(Trinidad Guardian) A popular soca artiste has been questioned by senior officials of the Customs and Excise Division for his purported involvement in a well-organised diesel racket operation on the high seas. The artiste, in the soca industry for more than 17 years, is the owner of a boat. He was interrogated extensively yesterday at the Customs and Excise Building, Port-of-Spain, and subsequently released. The latest twist to the diesel racket probe has come on the heels of the seizure of two more vessels by members of the Coast Guard. The vessels were intercepted around noon on Tuesday at Waterloo and subsequently taken to the headquarters of the T&T Coast Guard, Staubles Bay, Chaguaramas.
Senior Coast Guard officials said the probe was triggered after a fuel tanker was being monitored for several weeks by police officers from the Couva Police Station. The officers informed the Coast Guard the tanker was often spotted at a small jetty at Brickfield, Waterloo. The Coast Guard then dispatched a fast patrol vessel, CG 16, and Interceptor O25 to the jetty to conduct further investigations. Coast Guard members reportedly caught crew members of the pirogue off-loading the diesel onto the other vessel, which was described as a “long liner black hull vessel.”

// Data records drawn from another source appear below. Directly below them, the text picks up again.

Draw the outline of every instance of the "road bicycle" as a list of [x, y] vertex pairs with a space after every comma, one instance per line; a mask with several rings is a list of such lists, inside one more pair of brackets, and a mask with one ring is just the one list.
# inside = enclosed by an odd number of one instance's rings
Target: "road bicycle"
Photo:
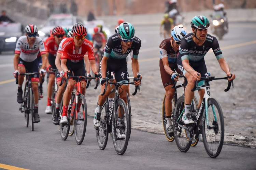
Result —
[[[133, 78], [132, 78], [133, 79]], [[140, 79], [137, 78], [137, 81]], [[106, 82], [103, 93], [103, 96], [105, 92], [105, 89], [108, 84], [115, 86], [115, 96], [113, 102], [113, 106], [110, 106], [108, 98], [102, 106], [101, 115], [100, 125], [96, 128], [96, 136], [99, 147], [101, 150], [105, 149], [108, 143], [109, 133], [112, 133], [112, 137], [115, 150], [119, 155], [123, 155], [127, 149], [128, 142], [131, 134], [131, 114], [129, 112], [127, 105], [124, 101], [119, 98], [122, 90], [121, 86], [124, 84], [134, 84], [133, 82], [116, 83]], [[136, 95], [138, 90], [140, 91], [140, 87], [136, 86], [133, 96]], [[119, 92], [119, 91], [121, 91]], [[120, 92], [120, 93], [119, 93]], [[118, 117], [121, 118], [121, 126], [117, 126]], [[119, 138], [117, 134], [117, 128], [121, 128], [125, 137]]]
[[[84, 76], [71, 76], [69, 74], [69, 72], [68, 73], [68, 78], [66, 81], [65, 88], [66, 87], [68, 84], [69, 79], [72, 79], [77, 82], [77, 89], [76, 92], [74, 90], [72, 91], [71, 99], [68, 106], [67, 114], [69, 122], [67, 123], [60, 123], [60, 136], [62, 140], [66, 140], [69, 133], [70, 125], [73, 125], [76, 142], [77, 144], [81, 144], [84, 138], [87, 124], [87, 106], [85, 98], [81, 93], [81, 86], [83, 85], [81, 81], [95, 78]], [[97, 84], [95, 88], [95, 89], [97, 86]], [[62, 117], [62, 112], [63, 107], [60, 111], [59, 120]]]
[[[19, 76], [25, 75], [26, 77], [26, 81], [25, 83], [24, 94], [23, 102], [19, 109], [22, 113], [24, 113], [25, 118], [25, 126], [28, 126], [29, 121], [29, 114], [31, 115], [31, 130], [34, 131], [34, 112], [35, 108], [35, 100], [32, 89], [31, 79], [34, 77], [34, 75], [39, 74], [38, 72], [27, 73], [22, 74], [16, 73], [16, 84], [18, 84], [18, 78]], [[42, 75], [43, 73], [42, 73]]]
[[[172, 117], [171, 117], [172, 121], [173, 120], [173, 112], [174, 112], [174, 109], [175, 107], [175, 105], [177, 102], [177, 89], [179, 88], [180, 87], [184, 87], [183, 94], [182, 94], [182, 96], [184, 96], [184, 92], [185, 91], [185, 87], [187, 84], [187, 80], [186, 78], [186, 77], [183, 75], [179, 75], [179, 79], [180, 78], [184, 78], [184, 80], [183, 81], [183, 83], [179, 85], [177, 85], [177, 82], [176, 81], [174, 81], [174, 83], [172, 87], [172, 88], [174, 88], [174, 93], [173, 95], [173, 97], [172, 97], [172, 99], [171, 100], [171, 104], [172, 106]], [[166, 115], [165, 113], [165, 101], [166, 95], [165, 95], [165, 97], [163, 98], [163, 104], [162, 109], [162, 118], [163, 122], [163, 131], [165, 132], [165, 136], [167, 140], [170, 142], [173, 141], [174, 140], [174, 136], [170, 136], [169, 134], [167, 133], [166, 131], [166, 124], [167, 123], [167, 120], [166, 120]], [[194, 97], [193, 100], [191, 103], [191, 108], [192, 108], [193, 110], [195, 110], [198, 104], [198, 101], [197, 99], [195, 96]], [[191, 146], [193, 147], [195, 147], [199, 141], [199, 139], [198, 138], [196, 139], [194, 139], [191, 143]]]
[[[221, 153], [224, 140], [224, 119], [221, 105], [216, 99], [210, 97], [209, 82], [214, 80], [227, 80], [228, 78], [201, 78], [200, 80], [204, 81], [204, 84], [199, 85], [199, 82], [195, 83], [191, 91], [203, 88], [205, 93], [198, 112], [191, 112], [191, 117], [195, 123], [184, 123], [181, 118], [185, 110], [185, 98], [182, 96], [178, 99], [174, 109], [173, 124], [175, 141], [181, 151], [185, 152], [188, 150], [193, 139], [198, 138], [201, 132], [208, 155], [212, 158], [216, 158]], [[233, 87], [233, 81], [229, 81], [225, 91], [229, 90], [231, 84]]]

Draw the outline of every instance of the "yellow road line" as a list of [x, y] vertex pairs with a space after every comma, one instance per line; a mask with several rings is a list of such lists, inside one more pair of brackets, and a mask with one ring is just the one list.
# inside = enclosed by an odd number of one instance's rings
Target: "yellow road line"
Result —
[[16, 79], [12, 79], [8, 80], [2, 81], [1, 82], [0, 82], [0, 85], [4, 84], [5, 83], [10, 83], [11, 82], [14, 82], [14, 81], [15, 81], [16, 80]]
[[25, 169], [18, 167], [11, 166], [8, 165], [2, 164], [0, 164], [0, 168], [3, 168], [5, 169], [11, 169], [13, 170], [29, 170], [28, 169]]

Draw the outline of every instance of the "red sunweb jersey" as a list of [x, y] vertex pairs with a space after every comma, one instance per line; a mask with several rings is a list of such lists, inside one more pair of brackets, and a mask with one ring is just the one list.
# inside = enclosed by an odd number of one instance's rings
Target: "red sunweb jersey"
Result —
[[89, 60], [95, 60], [93, 46], [91, 42], [85, 39], [77, 53], [75, 53], [74, 43], [72, 37], [66, 38], [62, 44], [61, 59], [79, 60], [83, 59], [84, 56], [88, 52]]

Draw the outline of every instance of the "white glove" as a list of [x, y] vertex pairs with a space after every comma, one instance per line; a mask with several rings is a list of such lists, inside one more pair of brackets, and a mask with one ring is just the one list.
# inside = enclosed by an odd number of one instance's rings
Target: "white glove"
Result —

Public relations officer of the T&T Coast Guard, Lieutenant Kirk Jean-Baptiste, also confirmed two Indonesians were found on board the long liner vessel and two Trinidadians, who were on board the pirogue, have been detained for questioning. After searching the pirogue, Coast Guard members discovered three compartments for storing diesel. The long liner vessel, they said, was equipped with a pump, used in gas stations, attached to a large tank which stored the diesel. Jean-Baptiste said: “There was a very strong smell of diesel on board the vessel. We found a pump used in gas stations where number readings could be taken to determine how much diesel was being pumped out a litre. “The entire device appeared to be very modern and well constructed,” Jean-Baptiste explained.
The vessels were intercepted less than 12 hours after members of the Coast Guard intercepted and impounded two trawlers reportedly used in a diesel racket. On Thursday, a Coast Guard fast patrol craft was on routine patrol in the Gulf of Paria when officers spotted two fishing trawlers lying “low” in the water. More than 100,000 gallons of diesel was discovered and Coast Guard officers believed it was part of a racket in which the fuel was bought at subsidised prices and traded on the high seas for near market value.
Jean-Baptiste said such incidents involving the illegal sale of diesel were commonplace as members of the Coast Guard have held several perpetrators in the past. “We have matters pending before the courts right now,” Jean-Baptiste added. He said the illegal diesel trade was a lucrative business.